REKLAMA

Jak przekazać bliskim dom lub mieszkanie?

2005-09-02 06:40
publikacja
2005-09-02 06:40

Z wiekiem coraz więcej osób zaczyna myśleć o rozwiązaniu problemu dziedziczenia jeszcze za życia. Ponieważ głównym składnikiem naszego majątku jest zwykle dom lub mieszkanie, najwięcej pytań i wątpliwości budzi kwestia rozporządzenia taką nieruchomością w sposób przemyślany zarówno pod względem ochrony własnych interesów, jak i związanych z tym kosztów. Wdzięczność nowego właściciela domu może nie trwać długo. Stąd też zbywając nieruchomość dobrze jest pomyśleć o jednoczesnym jej obciążeniu na swoją rzecz prawem dożywocia, użytkowaniem czy służebnością mieszkania. Warto również wiedzieć, czy i w jakich warunkach możliwe będzie odzyskanie własności.
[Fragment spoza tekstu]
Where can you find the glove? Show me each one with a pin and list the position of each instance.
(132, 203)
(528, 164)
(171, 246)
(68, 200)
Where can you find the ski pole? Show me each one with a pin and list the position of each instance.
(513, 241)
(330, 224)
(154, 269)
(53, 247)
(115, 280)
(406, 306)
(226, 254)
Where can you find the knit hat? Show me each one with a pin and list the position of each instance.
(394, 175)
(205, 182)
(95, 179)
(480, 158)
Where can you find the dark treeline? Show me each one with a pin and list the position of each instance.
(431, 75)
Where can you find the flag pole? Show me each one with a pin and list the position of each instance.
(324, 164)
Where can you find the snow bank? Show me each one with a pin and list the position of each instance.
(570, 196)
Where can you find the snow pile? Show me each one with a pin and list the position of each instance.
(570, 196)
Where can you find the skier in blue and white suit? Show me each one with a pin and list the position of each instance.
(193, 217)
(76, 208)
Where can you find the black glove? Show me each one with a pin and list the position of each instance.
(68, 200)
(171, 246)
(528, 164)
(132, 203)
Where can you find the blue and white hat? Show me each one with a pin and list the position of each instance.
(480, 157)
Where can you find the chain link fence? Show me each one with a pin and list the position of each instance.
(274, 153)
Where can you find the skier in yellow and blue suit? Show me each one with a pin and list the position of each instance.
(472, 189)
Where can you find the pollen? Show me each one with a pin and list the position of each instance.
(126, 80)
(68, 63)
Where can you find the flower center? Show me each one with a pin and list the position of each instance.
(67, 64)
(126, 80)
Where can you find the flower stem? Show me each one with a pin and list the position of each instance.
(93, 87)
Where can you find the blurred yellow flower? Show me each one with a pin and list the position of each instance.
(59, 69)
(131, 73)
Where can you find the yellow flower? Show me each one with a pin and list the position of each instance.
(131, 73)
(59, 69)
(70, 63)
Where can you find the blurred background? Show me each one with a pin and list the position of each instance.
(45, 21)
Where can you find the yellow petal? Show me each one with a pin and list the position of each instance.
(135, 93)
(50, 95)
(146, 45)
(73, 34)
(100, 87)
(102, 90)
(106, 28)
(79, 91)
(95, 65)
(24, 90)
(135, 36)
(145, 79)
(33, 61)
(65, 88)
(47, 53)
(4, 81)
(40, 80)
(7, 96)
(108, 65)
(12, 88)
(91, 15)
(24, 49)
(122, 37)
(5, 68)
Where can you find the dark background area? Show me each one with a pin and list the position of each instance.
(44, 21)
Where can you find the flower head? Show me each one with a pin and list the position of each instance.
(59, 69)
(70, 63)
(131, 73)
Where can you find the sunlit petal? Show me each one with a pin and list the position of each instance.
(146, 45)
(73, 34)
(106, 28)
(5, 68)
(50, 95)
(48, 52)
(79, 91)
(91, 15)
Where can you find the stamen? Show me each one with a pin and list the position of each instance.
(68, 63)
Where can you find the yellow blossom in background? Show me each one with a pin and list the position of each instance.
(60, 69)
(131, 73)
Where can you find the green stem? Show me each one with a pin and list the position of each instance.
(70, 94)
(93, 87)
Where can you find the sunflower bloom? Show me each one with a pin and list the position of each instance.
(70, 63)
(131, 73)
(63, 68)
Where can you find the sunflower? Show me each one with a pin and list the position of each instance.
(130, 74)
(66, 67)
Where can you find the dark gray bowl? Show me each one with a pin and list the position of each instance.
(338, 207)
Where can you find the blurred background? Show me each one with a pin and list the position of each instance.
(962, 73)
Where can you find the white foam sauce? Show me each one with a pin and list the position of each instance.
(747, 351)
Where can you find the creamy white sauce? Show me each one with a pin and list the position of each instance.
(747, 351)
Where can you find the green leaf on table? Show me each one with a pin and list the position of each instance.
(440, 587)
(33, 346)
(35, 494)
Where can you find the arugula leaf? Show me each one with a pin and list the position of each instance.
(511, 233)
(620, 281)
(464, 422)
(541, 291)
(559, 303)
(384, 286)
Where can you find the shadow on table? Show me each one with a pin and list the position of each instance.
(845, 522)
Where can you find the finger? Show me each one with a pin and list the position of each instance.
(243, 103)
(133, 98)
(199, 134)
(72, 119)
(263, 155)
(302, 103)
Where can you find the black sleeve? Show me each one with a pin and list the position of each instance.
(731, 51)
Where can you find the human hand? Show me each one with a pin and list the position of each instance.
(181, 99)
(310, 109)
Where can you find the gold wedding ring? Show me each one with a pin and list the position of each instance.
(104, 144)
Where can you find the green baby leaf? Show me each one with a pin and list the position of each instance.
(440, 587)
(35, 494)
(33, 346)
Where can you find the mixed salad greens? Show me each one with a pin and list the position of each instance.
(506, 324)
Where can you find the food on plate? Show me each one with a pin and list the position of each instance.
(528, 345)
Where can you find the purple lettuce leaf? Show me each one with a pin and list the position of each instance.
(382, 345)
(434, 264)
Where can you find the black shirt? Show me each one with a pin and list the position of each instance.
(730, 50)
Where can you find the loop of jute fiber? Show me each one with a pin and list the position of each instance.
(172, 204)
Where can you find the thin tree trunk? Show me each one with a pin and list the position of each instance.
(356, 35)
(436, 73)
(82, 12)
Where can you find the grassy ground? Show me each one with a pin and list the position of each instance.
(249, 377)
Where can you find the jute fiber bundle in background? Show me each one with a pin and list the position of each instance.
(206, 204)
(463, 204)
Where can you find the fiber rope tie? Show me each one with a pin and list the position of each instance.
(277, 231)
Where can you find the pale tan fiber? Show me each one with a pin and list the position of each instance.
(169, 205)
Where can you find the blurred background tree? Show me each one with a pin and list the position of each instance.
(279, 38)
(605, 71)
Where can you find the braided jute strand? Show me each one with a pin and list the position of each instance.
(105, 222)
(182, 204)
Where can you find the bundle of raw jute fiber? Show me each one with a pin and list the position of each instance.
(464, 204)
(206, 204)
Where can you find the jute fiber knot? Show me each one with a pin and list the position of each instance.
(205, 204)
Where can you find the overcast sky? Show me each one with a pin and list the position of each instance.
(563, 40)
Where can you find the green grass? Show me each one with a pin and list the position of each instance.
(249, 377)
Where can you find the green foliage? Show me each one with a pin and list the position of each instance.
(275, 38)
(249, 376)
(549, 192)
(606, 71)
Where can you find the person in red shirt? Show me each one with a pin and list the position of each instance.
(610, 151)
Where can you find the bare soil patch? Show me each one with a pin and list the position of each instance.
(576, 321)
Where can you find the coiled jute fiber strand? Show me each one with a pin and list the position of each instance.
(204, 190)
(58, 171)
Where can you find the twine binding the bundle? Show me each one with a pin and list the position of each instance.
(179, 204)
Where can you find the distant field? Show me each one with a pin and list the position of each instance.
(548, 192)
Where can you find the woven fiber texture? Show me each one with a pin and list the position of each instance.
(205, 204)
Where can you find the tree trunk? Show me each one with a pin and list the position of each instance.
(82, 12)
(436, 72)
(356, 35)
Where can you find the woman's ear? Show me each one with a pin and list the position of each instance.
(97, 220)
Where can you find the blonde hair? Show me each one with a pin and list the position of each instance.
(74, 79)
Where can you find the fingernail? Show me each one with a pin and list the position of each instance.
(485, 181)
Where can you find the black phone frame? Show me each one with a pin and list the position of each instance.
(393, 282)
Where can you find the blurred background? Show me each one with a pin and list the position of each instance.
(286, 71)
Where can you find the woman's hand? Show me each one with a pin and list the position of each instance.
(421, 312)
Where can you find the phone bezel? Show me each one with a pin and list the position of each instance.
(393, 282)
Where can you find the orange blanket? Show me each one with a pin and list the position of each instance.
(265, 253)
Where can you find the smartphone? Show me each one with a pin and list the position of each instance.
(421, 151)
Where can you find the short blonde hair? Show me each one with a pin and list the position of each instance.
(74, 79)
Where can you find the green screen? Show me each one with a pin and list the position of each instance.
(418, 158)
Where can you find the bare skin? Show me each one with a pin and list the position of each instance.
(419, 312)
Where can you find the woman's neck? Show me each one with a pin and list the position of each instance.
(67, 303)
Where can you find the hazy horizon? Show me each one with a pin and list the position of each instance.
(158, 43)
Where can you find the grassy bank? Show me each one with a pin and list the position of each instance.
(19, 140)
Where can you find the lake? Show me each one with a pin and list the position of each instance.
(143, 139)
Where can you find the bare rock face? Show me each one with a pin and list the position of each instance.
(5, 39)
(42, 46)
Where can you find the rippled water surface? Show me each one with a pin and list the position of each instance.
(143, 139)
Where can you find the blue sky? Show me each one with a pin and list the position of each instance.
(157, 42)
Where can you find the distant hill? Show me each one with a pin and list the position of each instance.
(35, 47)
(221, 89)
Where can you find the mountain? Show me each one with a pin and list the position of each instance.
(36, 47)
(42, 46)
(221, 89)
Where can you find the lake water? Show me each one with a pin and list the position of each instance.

Osoby stające przed takim dylematem mają do wyboru kilka różnych instytucji prawnych przenoszących własność nieruchomości, w szczególności darowiznę, sprzedaż, umowę dożywocia. Najmniej znana jest ta ostatnia, co jednak wcale nie znaczy, że należy odradzać ten właśnie sposób przeniesienia własności nieruchomości. Wręcz przeciwnie, w wielu wypadkach może to być nie tylko rozwiązanie dla nas bezpieczniejsze, lecz także tańsze.

Darowizna może być kosztowna

Darowizna jest umową, w której darczyńca zobowiązuje się do bezpłatnego świadczenia na rzecz obdarowanego kosztem swojego majątku. Do podstawowych cech tej umowy zaliczymy zatem jej nieodpłatność. Umowa darowizny nieruchomości, czy też spółdzielczego własnościowego prawa do lokalu mieszkalnego musi być zawarta w formie aktu notarialnego.

Istotnym kosztem całej tej transakcji jest podatek od spadków i darowizn. Notariusz, który pełni rolę płatnika tego podatku, pobierze go od stron i wpłaci na rachunek właściwego urzędu skarbowego. To, ile zapłacimy podatku zależy nie tylko od czystej wartości nieruchomości, lecz także od grupy podatkowej, do której należy nabywca (obdarowany). Z tego punktu widzenia najkorzystniej przedstawiają się bezpłatne przysporzenia na rzecz najbliższych członków rodziny, tj. osób należących do I grupy podatkowej . Należą do niej: małżonek, zstępni, wstępni, pasierb, zięć, synowa, rodzeństwo, ojczym, macocha oraz teściowie. W ich przypadku nieopodatkowane są darowizny o czystej wartości nieprzekraczającej 9.637 zł. Podatek płacony jest od nadwyżki ponad kwotę. Jeżeli nadwyżka ta przekracza 20.556 zł (a tak zazwyczaj będzie przy darowiźnie nieruchomości) stawka podatku wyniesie 822,20 zł plus 7% od nadwyżki ponad 20.556 zł. Dla przykładu podatek od darowizny mieszkania o wartości 100 tys. zł wyniesie 6.383,28 zł.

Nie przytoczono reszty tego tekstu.